Later, announcing alongside Hegseth and Australia’s Richard Marles that the three nations will invest in a fleet of underwater drones, Healey admitted: ‘For too long with AUKUS, we talked too much and delivered too little. That has now changed’. It is a welcome commitment. But the self-indictment cuts wider. Talking too much and delivering too little is also a serviceable description of British defence policy since the SDR.

The still-unpublished Defence Investment Plan – intended to lay out how the SDR’s strategic objectives will be met – is the place to prove otherwise. But only if the Government gets it right.

The MoD is locked in a battle with the Treasury over the spending trajectory from the current 2.6 per cent. Meanwhile, genuine strategic choice is being resisted in favour of the traditional ‘balanced force”: everything, everywhere, all at once. When I asked in Parliament what new capabilities the 1.5 per cent resilience commitment would actually deliver (rather than re-labelling existing activity to satisfy NATO definitions) the minister could not name a single example. That is headline management, not defence planning.

Hegseth framed America First as realism: national interest correctly understood. The United States is a continental economy: trade amounts to roughly a quarter of GDP and America largely produces what it consumes. In truth, America First is retrenchment, ceding influence as China steadily advances its trade and tech agenda worldwide, but the American economy can prosper behind a protectionist perimeter with cheap energy and light-touch regulation.

That calculus leads Britain to a very different posture. Trade amounts to two-thirds of UK GDP. Ninety-five per cent of Britain’s international data travels through undersea cables. Almost half our energy is imported. As I once explained to a sceptical President Trump, Global Britain is not a moralising slogan. It is the British national interest: the position of an island economy that cannot opt out of the world.

Since February, Iran’s closure of the Strait of Hormuz has disrupted a fifth of the world’s oil and LNG, plus fertiliser and other essentials.

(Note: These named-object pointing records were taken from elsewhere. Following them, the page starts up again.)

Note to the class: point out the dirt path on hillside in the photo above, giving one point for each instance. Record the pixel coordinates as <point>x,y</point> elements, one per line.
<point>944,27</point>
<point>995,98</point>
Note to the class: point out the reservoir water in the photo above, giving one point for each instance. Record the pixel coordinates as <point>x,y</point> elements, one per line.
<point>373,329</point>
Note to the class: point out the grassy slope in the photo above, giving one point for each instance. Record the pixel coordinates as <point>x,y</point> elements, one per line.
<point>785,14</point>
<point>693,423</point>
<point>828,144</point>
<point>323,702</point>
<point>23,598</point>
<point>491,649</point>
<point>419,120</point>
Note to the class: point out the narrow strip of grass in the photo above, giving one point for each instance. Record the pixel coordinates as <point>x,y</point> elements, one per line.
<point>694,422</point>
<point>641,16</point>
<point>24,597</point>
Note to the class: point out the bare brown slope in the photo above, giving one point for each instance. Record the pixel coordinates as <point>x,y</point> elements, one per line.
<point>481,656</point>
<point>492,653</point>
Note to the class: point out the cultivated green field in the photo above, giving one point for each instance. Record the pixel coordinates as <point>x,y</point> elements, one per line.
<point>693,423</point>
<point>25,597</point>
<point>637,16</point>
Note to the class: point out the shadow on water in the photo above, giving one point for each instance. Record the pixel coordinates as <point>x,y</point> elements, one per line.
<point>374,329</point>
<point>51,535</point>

Over three-quarters of world trade moves by sea. A third of that passes through the Malacca and Taiwan Straits. The Bab al-Mandab, Suez and Panama are equally critical chokepoints. Trade, data and energy networks are the arteries of an island nation’s economy. Trump has warned that a less-exposed America will not keep them open alone.

The good news is that Britain can meet both our NATO commitments and our global interests – if the Government is prepared to make real choices. Our critical contribution to the Alliance is on the northern flank: maritime, amphibious, air and land forces keeping the North Atlantic and High North open against Russian aggression, while holding Russia’s strategic forces in their Arctic bases at risk. That integrated capability translates directly to the Gulf, the Indo-Pacific and wherever the next Hormuz crisis erupts.

Delivering it means confronting legacy force structures, reversing the erosion of our armed forces through years of cuts to training, maintenance and ordnance, and investing seriously in the technologies of modern warfare that Ukraine has deployed to such effect.

Hegseth closed with the motto of his first platoon: ‘Those who long for peace must prepare for war’. The insight is as old as organised warfare. Healey claimed that talking too much and delivering too little has now changed. The Defence Investment Plan is where that claim gets tested.

Publish it. Soon. But more important: get it right.